Cass yanked the starter cord. The outboard coughed. Once. Again. Then caught.

Lena twisted in time to see the upper run of stairs tear away from the building and fold into the water in a slow rusted collapse, the sound swallowed almost at once by the sea.

Nobody spoke until the town was behind them.

The boat rode lower with the fuel aboard. Every wake hit harder. Cass kept glancing back as if the ruined buildings might follow. Donal sat with his forearms on his knees, breathing through his nose, face blank in the way people’s faces got after the close call had passed and left the body nowhere to put itself.

Lena checked the lashings. Checked the drums. Checked the engine sound. Then she sat back against the inflatable tube and took the folded paper from her jacket.

The drawing had softened with damp heat. A little of the red had transferred to the inside fold.

House. Sun. Two figures.

The same as Petra’s, almost. Not the same hand. The same need.

The sea slapped the hull. The engine rattled. Cass muttered something to herself at the tiller and corrected for current. Donal closed his eyes for one second, then opened them again.

Lena refolded the paper smaller and slid it back into her jacket pocket, inside the inner seam where spray wouldn’t reach it.

By the time the Rig came into view, the sky had flattened to the hard white-gray of noon. The platform stood on the horizon with its steel legs sunk into nothing the eye could trust, the derrick tower needling up into cloud. No welcome. No promise.

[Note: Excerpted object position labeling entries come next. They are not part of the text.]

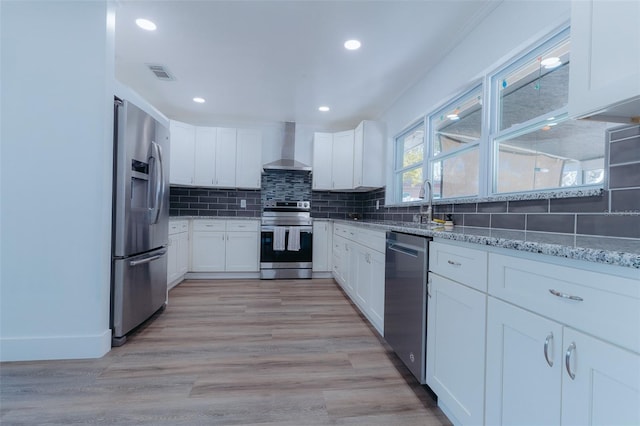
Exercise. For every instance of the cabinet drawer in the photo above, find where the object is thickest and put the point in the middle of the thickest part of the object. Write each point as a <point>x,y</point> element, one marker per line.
<point>604,305</point>
<point>374,240</point>
<point>204,225</point>
<point>461,264</point>
<point>243,226</point>
<point>178,226</point>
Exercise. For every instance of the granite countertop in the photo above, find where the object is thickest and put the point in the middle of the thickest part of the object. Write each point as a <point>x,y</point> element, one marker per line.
<point>611,251</point>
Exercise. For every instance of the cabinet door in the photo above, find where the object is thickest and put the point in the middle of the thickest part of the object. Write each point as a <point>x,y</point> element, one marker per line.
<point>523,378</point>
<point>182,253</point>
<point>242,251</point>
<point>226,157</point>
<point>182,148</point>
<point>358,154</point>
<point>342,160</point>
<point>605,389</point>
<point>339,256</point>
<point>205,156</point>
<point>208,251</point>
<point>172,259</point>
<point>321,246</point>
<point>376,292</point>
<point>605,64</point>
<point>456,348</point>
<point>322,159</point>
<point>248,159</point>
<point>361,277</point>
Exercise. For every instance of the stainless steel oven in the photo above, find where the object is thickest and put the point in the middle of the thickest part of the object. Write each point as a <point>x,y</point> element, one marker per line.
<point>286,240</point>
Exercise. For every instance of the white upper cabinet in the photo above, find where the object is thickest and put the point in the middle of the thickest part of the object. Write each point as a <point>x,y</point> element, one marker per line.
<point>215,156</point>
<point>205,156</point>
<point>322,151</point>
<point>182,153</point>
<point>342,160</point>
<point>368,155</point>
<point>349,160</point>
<point>249,159</point>
<point>226,157</point>
<point>605,60</point>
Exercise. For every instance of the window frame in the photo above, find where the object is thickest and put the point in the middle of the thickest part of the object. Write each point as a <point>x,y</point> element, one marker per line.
<point>399,171</point>
<point>490,135</point>
<point>476,86</point>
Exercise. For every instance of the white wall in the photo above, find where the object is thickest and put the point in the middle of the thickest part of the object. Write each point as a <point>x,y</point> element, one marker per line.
<point>55,224</point>
<point>507,31</point>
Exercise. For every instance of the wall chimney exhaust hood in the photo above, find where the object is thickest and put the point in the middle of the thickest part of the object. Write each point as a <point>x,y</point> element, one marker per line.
<point>287,160</point>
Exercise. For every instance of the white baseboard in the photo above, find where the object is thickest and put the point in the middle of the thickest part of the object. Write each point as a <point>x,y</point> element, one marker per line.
<point>55,347</point>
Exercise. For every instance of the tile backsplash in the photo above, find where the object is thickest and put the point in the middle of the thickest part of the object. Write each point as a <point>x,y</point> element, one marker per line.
<point>615,212</point>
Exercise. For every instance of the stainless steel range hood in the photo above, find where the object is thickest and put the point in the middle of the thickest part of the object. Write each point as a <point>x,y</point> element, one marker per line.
<point>287,160</point>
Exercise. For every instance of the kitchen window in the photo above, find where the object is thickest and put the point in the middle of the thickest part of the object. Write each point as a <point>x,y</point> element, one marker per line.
<point>510,134</point>
<point>409,163</point>
<point>535,145</point>
<point>456,132</point>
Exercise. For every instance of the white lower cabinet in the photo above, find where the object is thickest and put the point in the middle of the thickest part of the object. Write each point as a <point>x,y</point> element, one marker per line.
<point>225,246</point>
<point>358,266</point>
<point>541,372</point>
<point>242,246</point>
<point>177,252</point>
<point>456,348</point>
<point>562,343</point>
<point>524,365</point>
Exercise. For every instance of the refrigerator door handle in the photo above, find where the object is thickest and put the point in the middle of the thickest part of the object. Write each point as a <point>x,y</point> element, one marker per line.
<point>147,259</point>
<point>159,188</point>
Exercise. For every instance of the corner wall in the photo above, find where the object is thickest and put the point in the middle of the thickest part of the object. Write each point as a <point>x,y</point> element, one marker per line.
<point>55,224</point>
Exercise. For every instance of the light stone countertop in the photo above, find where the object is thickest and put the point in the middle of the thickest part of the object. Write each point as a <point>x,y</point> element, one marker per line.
<point>611,251</point>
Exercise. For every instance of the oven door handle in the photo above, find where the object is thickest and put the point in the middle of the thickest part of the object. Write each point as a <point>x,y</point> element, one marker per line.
<point>269,228</point>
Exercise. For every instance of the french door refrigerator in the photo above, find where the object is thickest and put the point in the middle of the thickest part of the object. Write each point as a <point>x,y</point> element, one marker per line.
<point>140,228</point>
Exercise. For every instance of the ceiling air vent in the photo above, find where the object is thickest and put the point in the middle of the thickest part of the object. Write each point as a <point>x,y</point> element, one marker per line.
<point>161,72</point>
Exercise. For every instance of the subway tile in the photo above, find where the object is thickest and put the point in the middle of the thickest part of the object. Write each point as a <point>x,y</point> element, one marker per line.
<point>627,151</point>
<point>625,200</point>
<point>477,219</point>
<point>580,204</point>
<point>465,208</point>
<point>564,223</point>
<point>611,225</point>
<point>508,221</point>
<point>528,206</point>
<point>493,207</point>
<point>178,190</point>
<point>624,176</point>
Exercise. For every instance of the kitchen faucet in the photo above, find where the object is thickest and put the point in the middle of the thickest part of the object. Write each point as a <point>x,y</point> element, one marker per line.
<point>422,195</point>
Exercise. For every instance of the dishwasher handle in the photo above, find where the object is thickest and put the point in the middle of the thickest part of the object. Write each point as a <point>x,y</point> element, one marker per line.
<point>412,251</point>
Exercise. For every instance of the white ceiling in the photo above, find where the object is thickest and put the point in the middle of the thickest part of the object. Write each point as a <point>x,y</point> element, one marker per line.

Just height, walls, water enough to keep the world out for another day.

Donal saw it and let out a breath he’d been holding since the town.

Cass rolled one shoulder and said, “Half a load.”

Lena kept her eyes on the Rig.

“Half a load,” she said. “And all of us.”

No one answered that. There was nothing to add.

The engine kept turning. The platform grew larger. In Lena’s pocket, the folded paper rode warm against her chest.